第163話 姉貴からの贈り物

 姉貴に日本が誇る海鮮を送ってくれと連絡して結構経ったと思うんだけど、その理由というのが何ともね。

 

「あ、ゴメン。忘れてた」


 だとさ。

 困るんだよねー、まったく。

 伝えたことを忘れちゃう人はさー。

 ……はい、スイマセン。ボクモワスレテマシタ。


 というわけで届いた海鮮たちを見ていきましょう。

 まずはドン!! これ目当てで来日する人も少なくないであろうマグロ!!

 こちらなんと、赤身と中トロと大トロの柵がそれぞれ入ってた。

 こう見ると色の違いがハッキリしてて一発で分かるな。

 お次は……?

 

「うぉう!?」


 奇麗に箱詰めされたウニが出てきた。

 ……ダメだ。美味そうが過ぎる。

 粒が一粒一粒ピンと立ってて、特に詳しくない俺でも物がいいと理解出来る。

 それも二箱も入ってた。
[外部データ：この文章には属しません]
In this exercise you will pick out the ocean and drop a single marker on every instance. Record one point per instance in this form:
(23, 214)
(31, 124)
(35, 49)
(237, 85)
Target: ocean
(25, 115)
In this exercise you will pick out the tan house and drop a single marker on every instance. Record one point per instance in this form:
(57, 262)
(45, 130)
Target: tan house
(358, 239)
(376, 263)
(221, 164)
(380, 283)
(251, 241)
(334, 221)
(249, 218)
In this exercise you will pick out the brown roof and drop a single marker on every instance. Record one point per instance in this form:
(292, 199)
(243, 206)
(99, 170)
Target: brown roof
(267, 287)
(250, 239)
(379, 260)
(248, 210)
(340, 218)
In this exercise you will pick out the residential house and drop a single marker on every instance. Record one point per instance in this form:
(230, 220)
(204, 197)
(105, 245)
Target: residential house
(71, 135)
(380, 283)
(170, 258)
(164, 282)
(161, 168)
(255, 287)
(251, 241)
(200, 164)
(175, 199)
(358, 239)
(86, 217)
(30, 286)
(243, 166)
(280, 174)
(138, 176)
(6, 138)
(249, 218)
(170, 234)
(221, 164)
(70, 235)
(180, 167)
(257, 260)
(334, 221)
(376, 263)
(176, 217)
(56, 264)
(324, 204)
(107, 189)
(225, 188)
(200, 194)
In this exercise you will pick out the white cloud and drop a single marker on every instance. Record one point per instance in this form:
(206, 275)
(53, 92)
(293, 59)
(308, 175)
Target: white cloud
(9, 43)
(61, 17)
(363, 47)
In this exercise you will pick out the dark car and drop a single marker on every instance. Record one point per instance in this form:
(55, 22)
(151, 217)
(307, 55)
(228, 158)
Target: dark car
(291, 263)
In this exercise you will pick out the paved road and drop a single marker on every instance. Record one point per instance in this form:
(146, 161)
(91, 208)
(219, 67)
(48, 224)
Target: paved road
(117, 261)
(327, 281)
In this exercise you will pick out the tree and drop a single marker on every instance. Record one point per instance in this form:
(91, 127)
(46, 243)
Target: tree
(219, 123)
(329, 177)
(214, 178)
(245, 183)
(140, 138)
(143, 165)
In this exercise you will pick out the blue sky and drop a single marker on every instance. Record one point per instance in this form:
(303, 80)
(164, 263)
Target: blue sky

なになに? 説明書きによるとムラサキウニらしい。

 名前だけは聞いたことあるからポピュラーなはず。

 他はインパクトで言うとバフンウニとかね。


「で、ウニときたらこいつも入ってるか」


 個人的にウニと対を成す存在と勝手に思ってる、海の宝石筆頭。

 当然イクラ。

 語源はロシア語で魚の卵を意味するんだっけ?

 ぷっくり丸く膨れた一粒が、光を反射して真珠みたいに光ってますわ。

 これもかなりお高めのイクラですわね。


「他には……」


 そのほかに出てきたのは、柵状態の鯛、ブリ、そして甘えび。

 甘えびは殻を剥いて尻尾付きの状態でパックに詰められてた。

 値段がどれくらいだったかは聞かないけど、結構なものを買ってくれたらしいな。

 帰ってきたら腕を振るってやるか。


「で、これらをあの四人に食べさせるわけだけど、流石に刺身定食とか言ったらアレだし」


 よくSNSで話題になるよね。刺身でご飯が食べられるかって。

 ちなみに俺は全然いける。何なら醤油ぶっかけただけで米食えるからな。

 というわけでこの海鮮を活かして、異世界じゃあ絶対に食べられないアレを振舞うとしますか。

 そうとなれば買い物買い物!



「邪魔するぞい」


 というわけで今回のターゲットは異世界人四人です。

 内訳は男性三、女性一。

 男性はエルフが二人にドワーフが一人。女性はエルフとなっております。


「……カケル、これは?」

「姉に頼んでいた海鮮が届きまして、皆さんに是非食べて貰いたいなと」


 柵になったお魚さん達は俺が事前に寿司ネタ程度の大きさに切ってるし、ウニやいくらは取りやすい様に小さめのティースプーンを添えた。

 甘えびも尻尾を外してお皿に並べてある。

 ……そして、キュウリを拍子木切りにして盛り付けたし、厚焼き玉子もきゅうりと同じくらいの太さに切った。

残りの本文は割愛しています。